Je garde un très bon souvenir de ces vacances-là. Je vivais sans horaire. Je faisais tout juste la distinction entre le jour et la nuit. Je me levais quand je voulais, c’est-à-dire pas souvent. J’écoutais beaucoup de musique; je chantais, aussi, à genoux sur mon lit, je portais un tee-shirt Marlboro déchiré et je faisais semblant de jouer de la guitare, c’est-à-dire que je faisais mouliner mon bras droit dans la région de mon ventre tandis qu’au bout de mon bras gauche, qui formait un V, j’agitais frénétiquement mes doigts repliés. Il paraît qu’on appelle ça faire de l’air guitar.

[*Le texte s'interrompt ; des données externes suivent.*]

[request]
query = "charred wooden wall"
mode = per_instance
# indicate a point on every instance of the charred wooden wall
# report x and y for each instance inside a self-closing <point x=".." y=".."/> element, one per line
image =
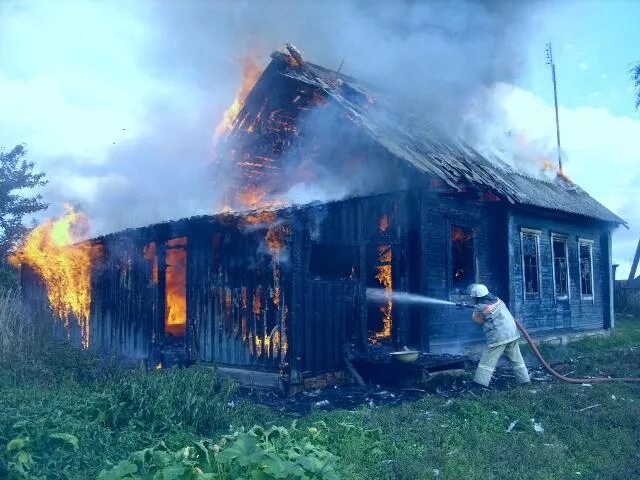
<point x="445" y="328"/>
<point x="238" y="297"/>
<point x="123" y="300"/>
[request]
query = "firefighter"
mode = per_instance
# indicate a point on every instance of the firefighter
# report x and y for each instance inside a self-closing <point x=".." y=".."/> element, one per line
<point x="501" y="333"/>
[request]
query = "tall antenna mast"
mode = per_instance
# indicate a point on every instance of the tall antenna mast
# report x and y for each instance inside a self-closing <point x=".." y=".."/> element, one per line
<point x="555" y="100"/>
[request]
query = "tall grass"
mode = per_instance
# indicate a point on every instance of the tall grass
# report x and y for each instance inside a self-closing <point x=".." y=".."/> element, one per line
<point x="19" y="334"/>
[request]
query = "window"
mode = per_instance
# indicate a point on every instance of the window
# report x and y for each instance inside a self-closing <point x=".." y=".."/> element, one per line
<point x="560" y="267"/>
<point x="332" y="262"/>
<point x="531" y="262"/>
<point x="462" y="257"/>
<point x="585" y="258"/>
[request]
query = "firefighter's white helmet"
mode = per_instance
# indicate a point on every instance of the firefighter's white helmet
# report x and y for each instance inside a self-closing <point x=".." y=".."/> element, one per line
<point x="477" y="290"/>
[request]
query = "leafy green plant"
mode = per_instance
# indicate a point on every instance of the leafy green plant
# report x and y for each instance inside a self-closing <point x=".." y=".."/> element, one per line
<point x="23" y="452"/>
<point x="260" y="454"/>
<point x="197" y="397"/>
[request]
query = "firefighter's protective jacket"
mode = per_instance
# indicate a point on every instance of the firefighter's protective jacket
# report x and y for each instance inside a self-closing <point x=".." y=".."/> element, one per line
<point x="497" y="322"/>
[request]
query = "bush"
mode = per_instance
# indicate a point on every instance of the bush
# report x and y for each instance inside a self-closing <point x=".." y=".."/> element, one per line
<point x="276" y="453"/>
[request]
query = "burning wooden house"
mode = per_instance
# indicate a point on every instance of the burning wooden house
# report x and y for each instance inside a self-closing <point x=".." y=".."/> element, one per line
<point x="281" y="290"/>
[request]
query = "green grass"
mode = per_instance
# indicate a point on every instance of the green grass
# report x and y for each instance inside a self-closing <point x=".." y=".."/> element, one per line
<point x="114" y="413"/>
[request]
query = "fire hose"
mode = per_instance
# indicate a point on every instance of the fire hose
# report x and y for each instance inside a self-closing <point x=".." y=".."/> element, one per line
<point x="562" y="377"/>
<point x="550" y="369"/>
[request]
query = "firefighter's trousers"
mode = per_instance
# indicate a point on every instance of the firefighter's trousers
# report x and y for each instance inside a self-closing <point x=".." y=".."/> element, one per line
<point x="490" y="358"/>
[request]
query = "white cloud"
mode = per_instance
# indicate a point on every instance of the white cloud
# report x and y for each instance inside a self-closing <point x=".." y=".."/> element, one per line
<point x="602" y="155"/>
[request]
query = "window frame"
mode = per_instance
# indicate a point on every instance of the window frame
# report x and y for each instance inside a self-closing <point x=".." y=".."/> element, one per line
<point x="471" y="228"/>
<point x="589" y="243"/>
<point x="536" y="234"/>
<point x="564" y="239"/>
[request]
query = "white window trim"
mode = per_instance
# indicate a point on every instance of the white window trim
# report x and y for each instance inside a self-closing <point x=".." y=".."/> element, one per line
<point x="588" y="242"/>
<point x="565" y="239"/>
<point x="536" y="234"/>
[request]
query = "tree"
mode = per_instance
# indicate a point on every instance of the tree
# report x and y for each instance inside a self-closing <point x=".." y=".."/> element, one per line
<point x="17" y="178"/>
<point x="635" y="76"/>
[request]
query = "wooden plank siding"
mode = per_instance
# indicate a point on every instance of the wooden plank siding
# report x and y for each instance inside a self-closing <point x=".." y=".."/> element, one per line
<point x="447" y="329"/>
<point x="546" y="312"/>
<point x="248" y="309"/>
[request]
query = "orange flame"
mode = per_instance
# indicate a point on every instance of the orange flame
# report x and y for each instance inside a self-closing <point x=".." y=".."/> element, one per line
<point x="385" y="277"/>
<point x="384" y="223"/>
<point x="176" y="278"/>
<point x="64" y="265"/>
<point x="250" y="74"/>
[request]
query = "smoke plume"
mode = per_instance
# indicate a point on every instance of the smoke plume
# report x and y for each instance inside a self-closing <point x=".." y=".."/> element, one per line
<point x="442" y="57"/>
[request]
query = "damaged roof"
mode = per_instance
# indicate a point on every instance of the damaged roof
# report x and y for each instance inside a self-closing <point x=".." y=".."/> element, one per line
<point x="406" y="135"/>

Il y avait des couchers de soleil magnifiques. Le faible azur du ciel formait une mer qui occupait l’horizon, au-dessus étaient les nuages, teintés de violet et, là où ces derniers s’amincissaient, s’étendaient des plages roses et éblouissantes. Je contemplais ce spectacle calme et fugitif en fumant une cigarette, j’avais enfilé mon pull pro-soviétique par-dessus mon tee-shirt Marlboro et je regardais la pile de dossiers que je devais réviser pour les partiels. Je la regardais et lui donnais un coup de pied et me recouchais.”